With a global view of the learning community and a flexibly scheduled program based on access at the point of need, the resources of the library and the instructional expertise in their toolkits, school librarians occupy a unique niche on a school faculty. They must embody the behaviors of risk-takers and continuous learners. They must serve as models because they have the potential and responsibility to impact the learning of every member of their school learning communities—students, educators, administrators, families, and external stakeholders. They must help other reach their capacity.
I totally agree with Sinek: “Passion may need structure to survive, but for structure to grow, it needs passion” (184). I believe there is a great deal of passion in our profession, but I’m not sure we have yet developed the structure we need to help it grow. I think the Lilead Project (and Library Power before it) provide some of that structure. I think Project Connect and Future Ready Librarians are promising initiatives that provide structure. The new AASL standards and guidelines that are set to be rolled out next fall also have that potential. (I would like to think that the book I am authoring could provide some structure as well.)
As Sinek writes: “It’s the decision to never veer from your cause, to hold yourself accountable to HOW you do things; that’s the hardest part” (65). In my experience, collaborating with adults is a thousand times harder than collaborating with students. If we want to hold each other accountable for forming effective instructional partnerships that build an effective teaching force and improve student learning, we have set the bar high.

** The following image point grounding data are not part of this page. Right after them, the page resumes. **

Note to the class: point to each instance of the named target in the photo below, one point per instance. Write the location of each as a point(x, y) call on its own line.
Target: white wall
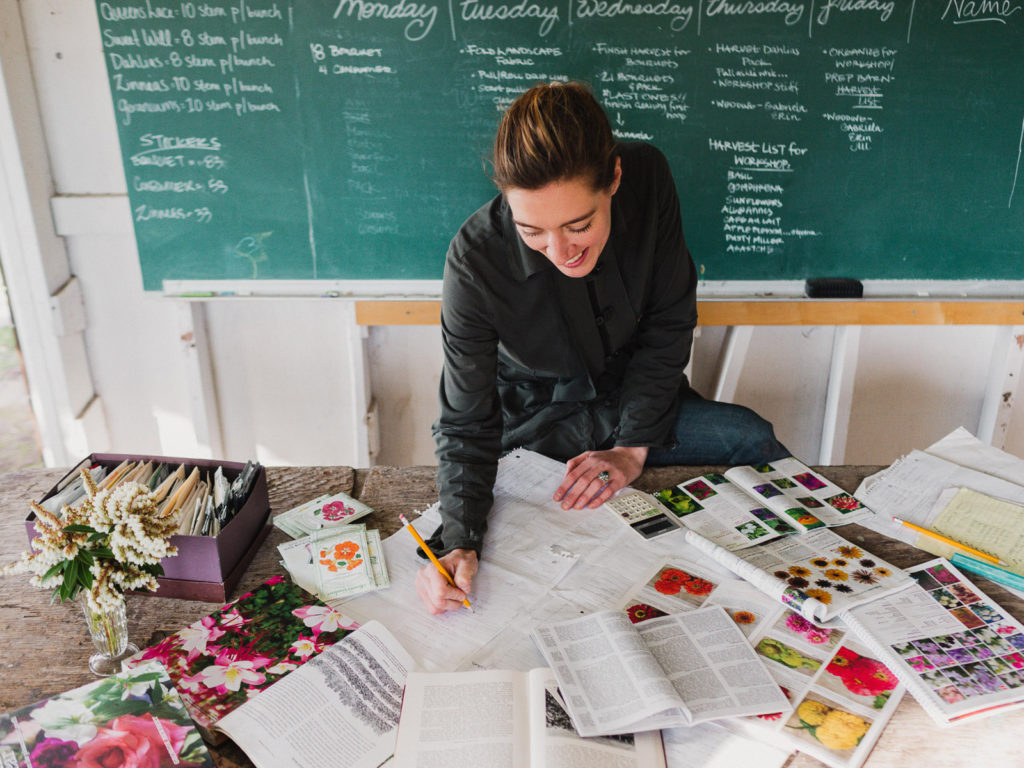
point(285, 375)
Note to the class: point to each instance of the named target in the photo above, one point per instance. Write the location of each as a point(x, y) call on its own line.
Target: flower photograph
point(679, 585)
point(852, 673)
point(809, 480)
point(700, 489)
point(221, 660)
point(678, 502)
point(824, 722)
point(134, 719)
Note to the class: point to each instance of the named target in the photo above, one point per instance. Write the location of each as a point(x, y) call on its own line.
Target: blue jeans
point(711, 432)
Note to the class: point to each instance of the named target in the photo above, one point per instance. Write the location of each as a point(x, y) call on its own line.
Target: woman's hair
point(554, 132)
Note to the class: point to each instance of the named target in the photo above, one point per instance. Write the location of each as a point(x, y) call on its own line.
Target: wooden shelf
point(768, 312)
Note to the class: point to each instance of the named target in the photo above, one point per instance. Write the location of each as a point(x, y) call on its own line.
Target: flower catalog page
point(841, 694)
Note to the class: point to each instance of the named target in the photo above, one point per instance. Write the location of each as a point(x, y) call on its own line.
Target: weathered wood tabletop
point(46, 646)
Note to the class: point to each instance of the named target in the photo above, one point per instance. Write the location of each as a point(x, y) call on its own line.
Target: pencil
point(946, 540)
point(433, 558)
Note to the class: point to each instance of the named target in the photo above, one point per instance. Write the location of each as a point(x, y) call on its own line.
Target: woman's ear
point(619, 176)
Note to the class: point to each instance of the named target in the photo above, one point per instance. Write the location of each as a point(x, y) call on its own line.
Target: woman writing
point(567, 313)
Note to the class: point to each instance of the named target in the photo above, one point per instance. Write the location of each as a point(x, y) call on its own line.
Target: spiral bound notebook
point(960, 653)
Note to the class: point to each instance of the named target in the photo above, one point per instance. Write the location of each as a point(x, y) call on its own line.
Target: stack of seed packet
point(323, 512)
point(332, 557)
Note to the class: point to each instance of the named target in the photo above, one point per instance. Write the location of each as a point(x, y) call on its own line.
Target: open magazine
point(961, 654)
point(745, 505)
point(340, 709)
point(251, 643)
point(617, 677)
point(841, 694)
point(134, 718)
point(820, 574)
point(505, 719)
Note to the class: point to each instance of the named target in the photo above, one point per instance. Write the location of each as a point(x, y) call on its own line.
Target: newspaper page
point(505, 719)
point(819, 573)
point(340, 709)
point(841, 694)
point(672, 671)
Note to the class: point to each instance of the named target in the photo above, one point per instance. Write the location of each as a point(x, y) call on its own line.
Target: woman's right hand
point(434, 590)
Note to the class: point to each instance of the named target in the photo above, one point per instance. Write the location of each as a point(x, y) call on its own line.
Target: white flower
point(66, 719)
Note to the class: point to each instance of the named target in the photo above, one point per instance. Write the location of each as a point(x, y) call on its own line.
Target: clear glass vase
point(109, 629)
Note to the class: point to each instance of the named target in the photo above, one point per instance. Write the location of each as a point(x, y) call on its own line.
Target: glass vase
point(109, 629)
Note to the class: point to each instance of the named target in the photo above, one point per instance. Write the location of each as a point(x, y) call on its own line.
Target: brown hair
point(554, 132)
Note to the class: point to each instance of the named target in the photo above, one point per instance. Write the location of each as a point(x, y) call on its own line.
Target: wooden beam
point(768, 312)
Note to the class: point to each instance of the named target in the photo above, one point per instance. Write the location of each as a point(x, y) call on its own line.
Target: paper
point(910, 487)
point(540, 562)
point(619, 677)
point(991, 525)
point(325, 713)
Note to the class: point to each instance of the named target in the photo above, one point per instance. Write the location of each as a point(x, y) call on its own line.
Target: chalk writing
point(421, 15)
point(967, 11)
point(679, 13)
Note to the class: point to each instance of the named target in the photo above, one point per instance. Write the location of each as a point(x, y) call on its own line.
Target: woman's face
point(567, 221)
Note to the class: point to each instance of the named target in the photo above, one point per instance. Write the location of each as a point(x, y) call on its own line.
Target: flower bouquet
point(110, 543)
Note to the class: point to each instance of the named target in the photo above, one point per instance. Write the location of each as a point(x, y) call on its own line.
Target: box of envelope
point(223, 522)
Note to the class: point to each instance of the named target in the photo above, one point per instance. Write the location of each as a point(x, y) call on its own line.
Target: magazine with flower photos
point(227, 657)
point(135, 718)
point(842, 695)
point(820, 573)
point(958, 651)
point(744, 506)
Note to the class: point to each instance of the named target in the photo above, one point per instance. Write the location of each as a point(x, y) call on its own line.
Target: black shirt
point(558, 365)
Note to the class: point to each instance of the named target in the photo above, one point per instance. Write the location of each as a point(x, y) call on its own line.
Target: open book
point(340, 709)
point(960, 653)
point(617, 677)
point(819, 574)
point(747, 505)
point(505, 719)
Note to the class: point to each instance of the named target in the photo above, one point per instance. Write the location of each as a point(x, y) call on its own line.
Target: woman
point(567, 314)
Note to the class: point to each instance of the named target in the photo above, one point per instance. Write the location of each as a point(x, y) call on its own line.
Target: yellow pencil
point(433, 559)
point(946, 540)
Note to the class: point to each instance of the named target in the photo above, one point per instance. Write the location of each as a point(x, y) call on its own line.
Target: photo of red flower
point(641, 612)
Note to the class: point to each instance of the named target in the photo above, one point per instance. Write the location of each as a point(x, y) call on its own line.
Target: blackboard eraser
point(834, 288)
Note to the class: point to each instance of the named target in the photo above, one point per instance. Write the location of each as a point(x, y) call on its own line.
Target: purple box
point(206, 567)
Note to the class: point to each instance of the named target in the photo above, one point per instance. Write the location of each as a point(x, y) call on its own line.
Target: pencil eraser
point(834, 288)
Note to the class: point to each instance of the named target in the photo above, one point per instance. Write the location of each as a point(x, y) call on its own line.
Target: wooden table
point(46, 646)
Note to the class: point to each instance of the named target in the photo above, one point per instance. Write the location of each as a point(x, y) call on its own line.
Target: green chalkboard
point(344, 139)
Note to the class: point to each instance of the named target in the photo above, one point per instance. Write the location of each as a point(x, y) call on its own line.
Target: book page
point(961, 652)
point(819, 573)
point(342, 707)
point(610, 681)
point(554, 742)
point(710, 663)
point(464, 718)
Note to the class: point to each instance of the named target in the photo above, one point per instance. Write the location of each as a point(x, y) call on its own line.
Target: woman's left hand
point(592, 477)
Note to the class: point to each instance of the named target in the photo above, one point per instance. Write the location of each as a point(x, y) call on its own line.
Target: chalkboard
point(344, 139)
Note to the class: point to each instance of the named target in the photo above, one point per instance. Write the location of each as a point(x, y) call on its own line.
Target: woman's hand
point(434, 590)
point(586, 485)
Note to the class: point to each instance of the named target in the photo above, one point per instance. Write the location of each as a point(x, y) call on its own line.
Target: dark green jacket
point(532, 360)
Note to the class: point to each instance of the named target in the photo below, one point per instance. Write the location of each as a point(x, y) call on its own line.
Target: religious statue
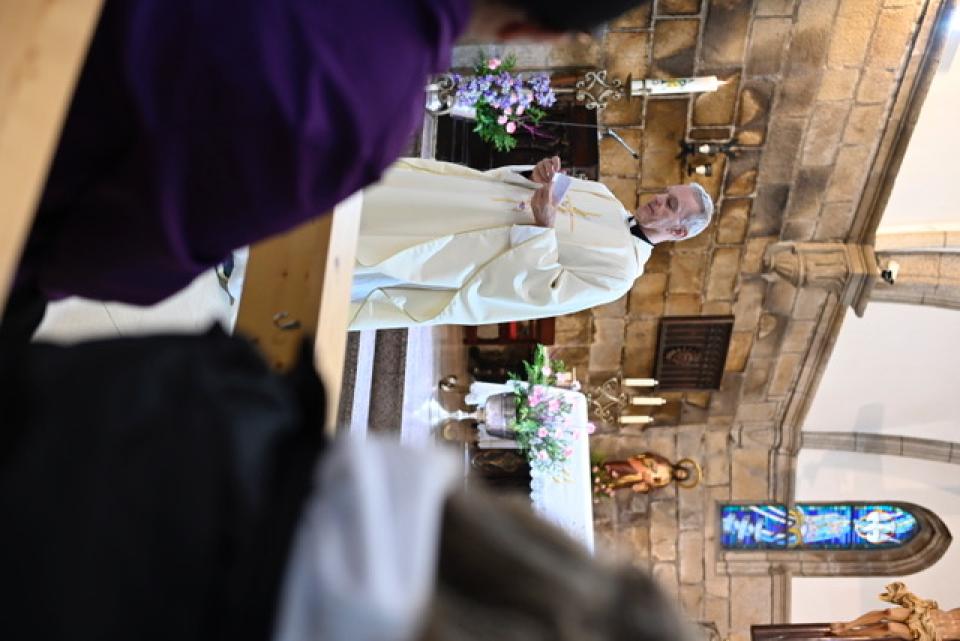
point(645, 472)
point(916, 618)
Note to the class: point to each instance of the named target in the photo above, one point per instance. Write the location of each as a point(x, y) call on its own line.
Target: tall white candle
point(640, 382)
point(654, 86)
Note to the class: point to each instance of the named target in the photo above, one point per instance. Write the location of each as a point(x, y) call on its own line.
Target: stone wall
point(816, 96)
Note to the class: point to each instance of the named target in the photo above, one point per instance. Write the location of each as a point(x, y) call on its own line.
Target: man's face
point(667, 211)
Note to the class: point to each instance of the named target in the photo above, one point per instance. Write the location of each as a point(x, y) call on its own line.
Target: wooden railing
point(42, 46)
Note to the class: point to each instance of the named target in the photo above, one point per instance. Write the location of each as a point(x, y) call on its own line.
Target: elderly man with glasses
point(444, 244)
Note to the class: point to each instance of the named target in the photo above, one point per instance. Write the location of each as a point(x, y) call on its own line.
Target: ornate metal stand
point(607, 401)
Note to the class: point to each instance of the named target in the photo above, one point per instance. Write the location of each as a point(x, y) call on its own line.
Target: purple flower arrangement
point(543, 425)
point(504, 101)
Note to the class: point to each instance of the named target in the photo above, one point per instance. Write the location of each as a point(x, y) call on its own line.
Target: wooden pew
point(42, 46)
point(297, 285)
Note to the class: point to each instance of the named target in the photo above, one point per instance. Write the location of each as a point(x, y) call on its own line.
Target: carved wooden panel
point(691, 352)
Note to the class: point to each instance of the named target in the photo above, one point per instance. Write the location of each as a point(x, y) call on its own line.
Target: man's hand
point(544, 170)
point(544, 210)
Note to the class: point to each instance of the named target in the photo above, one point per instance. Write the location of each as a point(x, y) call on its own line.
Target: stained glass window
point(816, 526)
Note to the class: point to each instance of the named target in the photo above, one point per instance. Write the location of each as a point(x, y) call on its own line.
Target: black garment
point(149, 488)
point(21, 316)
point(637, 231)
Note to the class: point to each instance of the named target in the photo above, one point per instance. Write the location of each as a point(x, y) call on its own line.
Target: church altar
point(565, 502)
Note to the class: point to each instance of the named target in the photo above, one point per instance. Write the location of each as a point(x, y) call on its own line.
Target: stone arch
point(921, 448)
point(924, 278)
point(929, 262)
point(924, 549)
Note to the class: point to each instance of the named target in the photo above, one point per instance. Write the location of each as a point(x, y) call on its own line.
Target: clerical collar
point(638, 232)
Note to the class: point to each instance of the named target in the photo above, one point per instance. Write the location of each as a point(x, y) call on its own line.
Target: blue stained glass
point(825, 526)
point(882, 526)
point(815, 526)
point(754, 527)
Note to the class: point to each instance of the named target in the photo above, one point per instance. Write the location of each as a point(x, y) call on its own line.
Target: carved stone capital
point(848, 270)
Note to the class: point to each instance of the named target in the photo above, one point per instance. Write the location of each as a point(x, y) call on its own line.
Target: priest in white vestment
point(441, 243)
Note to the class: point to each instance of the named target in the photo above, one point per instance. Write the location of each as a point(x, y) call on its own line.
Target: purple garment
point(201, 126)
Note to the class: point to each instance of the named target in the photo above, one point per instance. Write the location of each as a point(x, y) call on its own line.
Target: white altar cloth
point(567, 503)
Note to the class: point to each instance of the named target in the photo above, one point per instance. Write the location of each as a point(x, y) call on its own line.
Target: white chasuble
point(445, 244)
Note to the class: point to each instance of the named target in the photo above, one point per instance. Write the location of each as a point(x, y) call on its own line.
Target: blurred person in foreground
point(186, 492)
point(200, 127)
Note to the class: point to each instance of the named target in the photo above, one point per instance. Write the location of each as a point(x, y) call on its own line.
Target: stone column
point(847, 270)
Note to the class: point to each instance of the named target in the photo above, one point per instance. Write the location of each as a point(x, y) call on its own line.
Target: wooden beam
point(42, 47)
point(297, 285)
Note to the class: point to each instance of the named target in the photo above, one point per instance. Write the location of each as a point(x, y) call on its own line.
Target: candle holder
point(727, 149)
point(705, 169)
point(608, 401)
point(440, 95)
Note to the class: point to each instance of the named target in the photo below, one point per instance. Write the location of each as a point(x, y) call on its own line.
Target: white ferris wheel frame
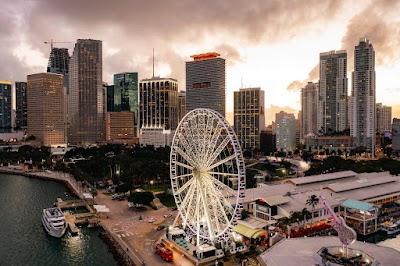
point(190, 153)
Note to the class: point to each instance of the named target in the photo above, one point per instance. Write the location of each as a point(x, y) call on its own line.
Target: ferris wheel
point(207, 174)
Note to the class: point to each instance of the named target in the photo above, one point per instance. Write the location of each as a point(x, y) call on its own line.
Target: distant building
point(120, 128)
point(205, 82)
point(181, 105)
point(268, 141)
point(333, 112)
point(21, 105)
point(85, 98)
point(59, 63)
point(155, 136)
point(383, 118)
point(362, 126)
point(46, 118)
point(285, 131)
point(249, 121)
point(396, 134)
point(309, 110)
point(159, 103)
point(340, 142)
point(6, 123)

Many in our ranks continue to work in isolation from their classroom teacher and administrator colleagues. I believe what Sinek writes is true: “The only way people will know what you believe is by the things you say and do, and if you’re not consistent in the things you say or do, no one will know what you believe” (67). School librarians cannot say they are instructional partners if they still prefer to work alone—if they still refer to the library as “my” library, the collection as “my” collection, the instruction they provide as “library lesson plans.”
“A WHY is just a belief; HOWs are the actions we take to realize that belief; and WHATs are the results of those actions. When all three are in balance, trust is built and value is perceived” (85). I aspire to lead a professional life where all three are in balance. I aspire to be a part of a profession where all three are in balance—where there is a shared why and trust among the members and our value as leaders is widely perceived in the education field and beyond. I want to be part of a profession that “walks its talk.” And I will do my part to stay the course.
I am indebted to Sinek for a way I used his framework to organize Building a Culture of Collaboration: School Librarian Leadership and Advocacy. I begin every chapter in my forthcoming book with “why” that topic is essential in building a culture of collaboration. In each chapter, I specify the “what” and “how.” Although the “whats” and “hows” were always there, I strengthened the “whys” after reading Sinek’s book.
What is your “why?” How does it align with that of your site- and district-level administrators’ “whys”? How does it align with those of your classroom teacher colleagues, families, and community? Does your shared “why” make effective “whats” and “hows” possible?
Sinek, Simon. Start with Why: How Great Leaders Inspire Everyone to Take Action. New York: Penguin, 2009.